Ike invites Congressman under his umbrella

“Last week [President Eisenhower] flew to Charlotte, N.C. for ceremonies commemorating the signing of the Mecklenburg Declaration…. The trip’s real purpose was to assist Charles R. Jonas, 49, who is up for re-election as North Carolina’s sole Republican Congressman.

“Without any open endorsements or overt politicking, Ike managed to give Jonas his beaming blessing. The President, said a G.O.P. strategist, ‘is like a man with an umbrella—everyone wants to stand under it with him.’ ”

— From Time magazine, May 31, 1954

Jonas won a second term and served 10 terms in all before retiring.

One thought on “Ike invites Congressman under his umbrella”

  1. Congressman Jonas, “Mr.

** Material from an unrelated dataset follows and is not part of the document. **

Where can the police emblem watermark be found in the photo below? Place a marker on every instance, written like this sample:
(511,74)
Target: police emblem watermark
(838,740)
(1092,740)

Charlie,” was one of my neighbors during my childhood. For years he’d drop by the house, pick up some tomatoes, and then invite me over to “get a few presidential signatures” from the boxes in his garage. (He had retired from Lincolnton to his home in Denver by then.) I never took advantage of the offer. Now, his papers are in the Southern Historical Collection. I remember walking past the graduate students one day in Wilson Library as they began to process his stuff, and I couldn’t help wondering just how many presidential signatures might be in that box they were handling.

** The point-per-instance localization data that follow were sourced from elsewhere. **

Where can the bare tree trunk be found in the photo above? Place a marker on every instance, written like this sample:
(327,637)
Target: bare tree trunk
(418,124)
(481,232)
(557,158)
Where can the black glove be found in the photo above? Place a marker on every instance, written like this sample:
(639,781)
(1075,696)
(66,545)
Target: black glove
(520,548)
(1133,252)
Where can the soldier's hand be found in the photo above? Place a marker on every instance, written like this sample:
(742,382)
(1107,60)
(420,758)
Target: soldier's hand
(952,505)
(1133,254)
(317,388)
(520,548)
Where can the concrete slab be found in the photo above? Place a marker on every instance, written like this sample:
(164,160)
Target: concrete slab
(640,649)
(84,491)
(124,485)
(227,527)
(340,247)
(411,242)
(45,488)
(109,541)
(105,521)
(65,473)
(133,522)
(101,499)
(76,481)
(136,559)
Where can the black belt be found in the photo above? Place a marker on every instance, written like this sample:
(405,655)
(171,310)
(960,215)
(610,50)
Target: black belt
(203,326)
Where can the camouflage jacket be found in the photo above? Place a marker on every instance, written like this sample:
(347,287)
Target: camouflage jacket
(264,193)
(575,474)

    My great grandfather had been the driver for Congressman Jonas’ own father for a brief period during the elder Jonas’ politicking during the 1930s. As my papaw told it, he was one of the men who would drive Congressman Charles A. Jonas around to neighboring farms to visit potential voters. It was important for these drivers not waste the congressman’s time by taking him to homes that wouldn’t vote for him no matter what he stood for or what he promised.